Preface - Neo4j Essentials (2015)

Neo4j Essentials (2015)

Preface

Understanding the data is the key to all systems and depicting analytical models on that data, which is built on the paradigm of real-world entities and relationships, are the success stories of large-scale enterprise systems.

Architects/developers and data scientists have been struggling hard to derive the real-world models and relationships from discrete and disparate systems, which consist of structured / un-structured data.

We would all agree that without any relationships, data is useless. If we cannot derive relationships between entities, then it will be of little or no use. After all, it's all about the connections in the data.

Coming from the relational background, our first choice would be to model this into relational models and use RDBMS.

No doubt we can use RDBMS, but relational models such as RDBMS focus more on entities and less on relationships between entities. There are certain disadvantages in using RDBMS for modeling the above data structure:

· Extensive Joins: While RDBMS can be made to replicate graphical ones, the extensive use of joins would make the technique quite slow.

· It is difficult to query and to handle complex queries and relationships where entities are linked deeply and at multiple levels.

Relationships are dynamic and evolving, which makes it more difficult to create models.

Let's consider the example of social networks:

Preface

Social networks are highly complex to define. They are agile and evolving. Considering the preceding example where John is linked to Kevin because of the fact that they work in the same company will be changed as soon as either of them switch companies. Moreover, their relationship IS_SUPREVISOR is dependent upon the company dynamics and is not static. The same is the case with relationship IS_FRIEND, which can also change at any time.

The following are some more use cases:

· Model and store 7 billion people objects and 3 billion nonpeople objects to provide an earth-view drill down from the planet to the sidewalk

· Network management

· Genealogy

· Public transport links and road maps

All the preceding examples state a need for a generic data structure, which can elegantly represent any kind of data and at the same time is it easy to query in a highly accessible manner.
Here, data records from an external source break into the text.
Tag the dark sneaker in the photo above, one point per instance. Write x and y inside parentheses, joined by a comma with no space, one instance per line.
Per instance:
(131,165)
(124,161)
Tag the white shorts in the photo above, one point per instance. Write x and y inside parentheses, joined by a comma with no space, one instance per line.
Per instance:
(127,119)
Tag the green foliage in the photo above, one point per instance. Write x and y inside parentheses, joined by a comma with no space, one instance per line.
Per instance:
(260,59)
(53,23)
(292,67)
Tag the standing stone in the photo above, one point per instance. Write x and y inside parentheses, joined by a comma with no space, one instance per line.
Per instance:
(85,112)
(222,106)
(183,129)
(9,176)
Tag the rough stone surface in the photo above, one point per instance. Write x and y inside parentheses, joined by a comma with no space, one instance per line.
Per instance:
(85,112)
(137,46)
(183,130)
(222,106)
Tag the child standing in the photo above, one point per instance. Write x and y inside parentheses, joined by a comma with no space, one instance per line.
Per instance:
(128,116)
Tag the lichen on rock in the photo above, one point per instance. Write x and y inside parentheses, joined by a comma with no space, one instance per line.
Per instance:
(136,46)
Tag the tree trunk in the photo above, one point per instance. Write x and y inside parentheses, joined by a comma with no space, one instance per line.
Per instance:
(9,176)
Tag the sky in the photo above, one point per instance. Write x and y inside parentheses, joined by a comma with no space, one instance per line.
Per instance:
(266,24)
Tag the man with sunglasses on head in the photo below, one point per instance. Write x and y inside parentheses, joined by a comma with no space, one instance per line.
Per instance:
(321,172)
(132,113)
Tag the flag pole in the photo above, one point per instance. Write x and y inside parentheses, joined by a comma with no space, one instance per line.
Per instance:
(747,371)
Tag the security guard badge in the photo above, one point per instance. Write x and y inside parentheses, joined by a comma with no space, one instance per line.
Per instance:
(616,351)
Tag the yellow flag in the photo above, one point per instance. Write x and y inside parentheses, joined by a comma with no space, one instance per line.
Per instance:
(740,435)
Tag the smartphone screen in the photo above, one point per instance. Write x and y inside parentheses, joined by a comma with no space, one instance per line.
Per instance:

Let's introduce a different form of database that focuses on relationships between the entities rather than the entities itself—Neo4j.

Neo4j as NoSQL database that leverages the theory of graphs. Though there is no single definition of graphs, here is the simplest one, which helps to understand the theory of graphs (http://en.wikipedia.org/wiki/Graph_(abstract_data_type)):

"A graph data structure consists of a finite (and possibly mutable) set of nodes or vertices, together with a set of ordered pairs of these nodes (or, in some cases, a set of unordered pairs). These pairs are known as edges or arcs. As in mathematics, an edge (x,y) is said to point or go from x to y. The nodes may be part of the graph structure, or may be external entities represented by integer indices or references."

Neo4j is an open source graph database implemented in Java.

Its first version (1.0) was released in February 2010, and since then it has never stopped. It is amazing to see the pace at which Neo4j has evolved over the years. At the time of writing this book, the current stable version is 2.1.5, released in September 2014.

Let's move forward and jump into the nitty-gritties of Neo4j. In the subsequent chapters, we will cover the various aspects of Neo4j dealing with installation, data modeling and designing, querying, performance tuning, security, extensions, and many more.

What this book covers

Chapter 1, Installation and the First Query, details the installation process of Neo4j. It briefly explains the function of every tool installed together with Neo4j (shell, server, and browser). More importantly, the chapter will introduce and help developers to get familiar with the Neo4j browser and run the first basic Cypher query using different methods exposed by Neo4j (shell, Java, browser, and REST).

Chapter 2, Ready for Take Off, details the possible options at hand for integrating Neo4j with Business Intelligence (BI) tools and also inserting bulk data in Neo4j from various data sources such as CSV and Excel. It also talks about the usage of Java and REST APIs exposed by Neo4j for performing bulk data import and indexing operations and ends with the various strategies/parameters available and recommended for optimizing Neo4j.

Chapter 3, Pattern Matching in Neo4j, talks briefly about the data modeling techniques for graph databases such as Neo4j and then describes the usefulness of pattern and pattern matching for querying the data from the Neo4j database along with its syntactical details.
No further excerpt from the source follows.